"Oh, it's all ready planned. We've got a safe hiding in view. The scent will be hard up at somebody else's door. 'Twill be a good joke, too, to catch the psalm-singers up at Scarf Beck in a trap. But that's your concern, not mine."
"I'll not have that done, whatever else may be," cried Miles, with burning cheek and clenched fist. "I'd sooner die than any of them should be harmed. There shall not a breath stir against any one belonging to—to—the folk up at Scarf Beck."

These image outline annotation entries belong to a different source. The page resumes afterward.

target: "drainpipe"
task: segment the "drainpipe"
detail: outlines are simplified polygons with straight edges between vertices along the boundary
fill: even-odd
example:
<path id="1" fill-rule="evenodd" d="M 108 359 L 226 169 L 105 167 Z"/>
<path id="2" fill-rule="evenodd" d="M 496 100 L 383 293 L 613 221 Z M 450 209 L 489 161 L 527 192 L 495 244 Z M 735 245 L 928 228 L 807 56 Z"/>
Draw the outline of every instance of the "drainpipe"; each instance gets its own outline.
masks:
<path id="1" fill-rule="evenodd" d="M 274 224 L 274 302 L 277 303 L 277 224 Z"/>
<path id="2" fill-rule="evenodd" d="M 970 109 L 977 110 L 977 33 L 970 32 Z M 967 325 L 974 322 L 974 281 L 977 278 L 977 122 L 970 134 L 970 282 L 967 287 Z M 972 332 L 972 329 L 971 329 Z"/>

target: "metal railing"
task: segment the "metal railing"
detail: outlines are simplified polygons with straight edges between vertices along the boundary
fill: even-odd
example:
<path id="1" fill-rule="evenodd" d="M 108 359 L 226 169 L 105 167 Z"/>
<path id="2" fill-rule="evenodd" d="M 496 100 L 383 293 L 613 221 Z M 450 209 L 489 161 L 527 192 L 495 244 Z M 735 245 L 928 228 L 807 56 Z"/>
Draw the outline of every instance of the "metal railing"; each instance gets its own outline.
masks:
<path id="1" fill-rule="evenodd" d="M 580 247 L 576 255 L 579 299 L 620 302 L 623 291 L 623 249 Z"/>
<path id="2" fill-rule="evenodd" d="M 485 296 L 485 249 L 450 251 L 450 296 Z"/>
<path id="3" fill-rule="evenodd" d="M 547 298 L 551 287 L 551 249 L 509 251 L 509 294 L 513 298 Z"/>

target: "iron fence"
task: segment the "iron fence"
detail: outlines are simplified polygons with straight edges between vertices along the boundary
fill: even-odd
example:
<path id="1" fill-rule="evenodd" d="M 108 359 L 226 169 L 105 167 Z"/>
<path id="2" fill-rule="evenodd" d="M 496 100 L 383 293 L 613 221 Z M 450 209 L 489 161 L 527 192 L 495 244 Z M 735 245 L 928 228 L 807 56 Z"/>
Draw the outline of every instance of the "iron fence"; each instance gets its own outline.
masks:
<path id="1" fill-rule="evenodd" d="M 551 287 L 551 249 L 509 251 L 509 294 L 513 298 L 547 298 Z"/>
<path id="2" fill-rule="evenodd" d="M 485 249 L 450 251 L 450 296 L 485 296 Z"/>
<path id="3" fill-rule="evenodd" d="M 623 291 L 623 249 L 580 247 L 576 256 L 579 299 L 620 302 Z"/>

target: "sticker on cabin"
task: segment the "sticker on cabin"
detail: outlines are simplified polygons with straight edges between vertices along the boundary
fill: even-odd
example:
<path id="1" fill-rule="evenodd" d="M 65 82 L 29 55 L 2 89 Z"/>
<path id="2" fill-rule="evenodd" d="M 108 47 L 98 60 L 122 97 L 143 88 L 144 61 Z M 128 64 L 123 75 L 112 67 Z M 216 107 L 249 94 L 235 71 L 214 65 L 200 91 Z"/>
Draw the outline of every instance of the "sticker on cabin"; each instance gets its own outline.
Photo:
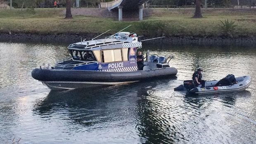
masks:
<path id="1" fill-rule="evenodd" d="M 218 87 L 219 90 L 227 90 L 227 87 L 225 86 L 223 86 L 222 87 Z"/>
<path id="2" fill-rule="evenodd" d="M 131 56 L 135 56 L 136 52 L 136 47 L 131 48 L 130 50 L 130 55 Z"/>
<path id="3" fill-rule="evenodd" d="M 141 47 L 141 42 L 137 42 L 134 43 L 125 43 L 123 44 L 123 47 L 124 48 L 129 48 L 129 47 Z"/>
<path id="4" fill-rule="evenodd" d="M 111 68 L 122 68 L 123 67 L 123 63 L 120 62 L 119 63 L 114 63 L 109 64 L 109 69 Z"/>
<path id="5" fill-rule="evenodd" d="M 245 81 L 245 83 L 246 83 L 247 85 L 248 85 L 249 83 L 250 83 L 250 80 L 247 80 Z"/>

The man sneered offensively, and said, "I know how the land lies well enough. But if you don't bring your cart tonight, and help us to shift right off, 'over sands,' * we'll move all the whisky jars into the old barn at Scarf Beck; and we'll see if anybody will believe the Hartley lads when they swear they didn't put them there." So saying, Tim o' the Brooms glided noiselessly away over the snow.
* Across Morecambe Bay.
[CHAPTER III.]
THE SNOW-DRIFT.
"A snow-feathered pillow,
On snow-drifted bed;
As foam on the billow,
So white was it spread."
Miles leaned on the windowsill, and thought long and anxiously. The snow, continued to fall, soft and silent. The deep stillness of the night was oppressive in its solemn weight. Even the dreary night-wind seemed to hold its breath for awe; but all this while, each downy snowflake that fluttered to the ground took its place slowly and surely beside its sister-flake, quietly laying the foundations of one of those heavy and long-standing falls which sometimes re-assert their dominion over the mountain land, even after spring has begun to awaken the sleeping life of the earth.

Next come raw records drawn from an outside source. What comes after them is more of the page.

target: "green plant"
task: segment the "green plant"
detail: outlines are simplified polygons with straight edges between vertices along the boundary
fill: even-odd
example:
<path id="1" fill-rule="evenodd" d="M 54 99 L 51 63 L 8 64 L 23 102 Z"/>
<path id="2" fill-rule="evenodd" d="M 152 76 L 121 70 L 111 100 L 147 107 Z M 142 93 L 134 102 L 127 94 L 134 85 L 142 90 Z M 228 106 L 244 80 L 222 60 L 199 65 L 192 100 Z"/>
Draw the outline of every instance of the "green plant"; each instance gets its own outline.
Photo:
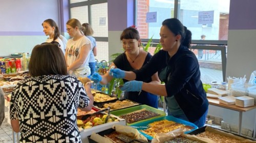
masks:
<path id="1" fill-rule="evenodd" d="M 148 52 L 148 48 L 150 47 L 152 47 L 152 38 L 153 38 L 153 36 L 152 36 L 152 37 L 151 37 L 151 38 L 150 38 L 150 39 L 148 40 L 148 41 L 147 41 L 147 42 L 146 43 L 146 44 L 145 46 L 144 46 L 143 44 L 141 43 L 142 49 L 143 49 L 144 51 L 145 51 L 146 52 Z"/>

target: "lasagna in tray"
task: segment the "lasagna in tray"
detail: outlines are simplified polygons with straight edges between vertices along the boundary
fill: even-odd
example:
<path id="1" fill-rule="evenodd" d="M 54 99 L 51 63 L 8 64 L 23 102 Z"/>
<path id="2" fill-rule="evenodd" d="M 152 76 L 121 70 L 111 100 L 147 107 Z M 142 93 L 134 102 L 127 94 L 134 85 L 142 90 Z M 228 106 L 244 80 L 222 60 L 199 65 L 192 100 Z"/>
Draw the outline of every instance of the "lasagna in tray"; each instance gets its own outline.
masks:
<path id="1" fill-rule="evenodd" d="M 158 133 L 168 133 L 186 126 L 184 124 L 167 120 L 156 121 L 148 124 L 148 125 L 150 127 L 148 128 L 141 131 L 154 138 L 156 137 L 156 135 Z"/>

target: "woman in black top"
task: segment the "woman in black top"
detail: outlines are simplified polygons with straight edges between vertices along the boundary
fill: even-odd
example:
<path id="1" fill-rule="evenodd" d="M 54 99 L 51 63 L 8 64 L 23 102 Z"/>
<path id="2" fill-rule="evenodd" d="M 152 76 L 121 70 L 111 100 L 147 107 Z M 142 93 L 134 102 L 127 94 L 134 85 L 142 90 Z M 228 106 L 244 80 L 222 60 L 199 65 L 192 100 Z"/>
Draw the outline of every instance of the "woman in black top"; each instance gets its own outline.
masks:
<path id="1" fill-rule="evenodd" d="M 110 74 L 115 78 L 137 80 L 126 82 L 121 89 L 143 90 L 164 96 L 168 115 L 202 127 L 206 120 L 208 102 L 200 80 L 198 60 L 188 49 L 191 32 L 178 19 L 170 18 L 162 22 L 160 35 L 162 50 L 154 55 L 140 69 L 124 72 L 112 69 Z M 138 81 L 157 72 L 165 85 Z"/>
<path id="2" fill-rule="evenodd" d="M 123 30 L 120 38 L 122 42 L 124 52 L 118 56 L 113 61 L 110 67 L 114 66 L 125 71 L 131 71 L 140 69 L 148 62 L 152 56 L 143 49 L 140 48 L 140 38 L 139 32 L 134 28 L 129 27 Z M 160 84 L 160 80 L 157 74 L 153 73 L 141 81 L 146 83 Z M 106 84 L 112 79 L 113 77 L 105 74 L 101 76 L 97 73 L 92 75 L 91 79 L 95 83 L 100 82 Z M 124 83 L 128 81 L 123 79 Z M 158 97 L 151 93 L 142 91 L 124 92 L 124 98 L 134 101 L 142 104 L 157 108 Z"/>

The soul of Miles Lawson was in the darkness of desertion and dismay. He thought that every moment there was a fresh loop added to the great net which Satan was forming around him; he almost fancied he could see him netting, netting on, plying his mesh and his supple cords, the while he laughed at his misery. "He got my will first; and now he has bound my limbs, so that I cannot work when I would. This is thick darkness—no light and no hope. And all this while I am losing precious time; all this while those men, who are too strong and too cunning for me, are laying their dreadful traps and snares at Bella's very door. I can't endure that. Anything rather than that. I will go directly to Scarf Beck, and give them warning; informer or no informer, spy or no spy, traitor or not, I will go and save Bella and those harmless lads from wrong."
He tried to open the window again, but it would scarcely stir, for it was so banked up with snow. "Darkness, deathly darkness, and deep, treacherous snow!" muttered the miserable young man. Suddenly there was a rent in the black pall of clouds, which parted on either hand, and the full moon looked serenely down upon the white world beneath.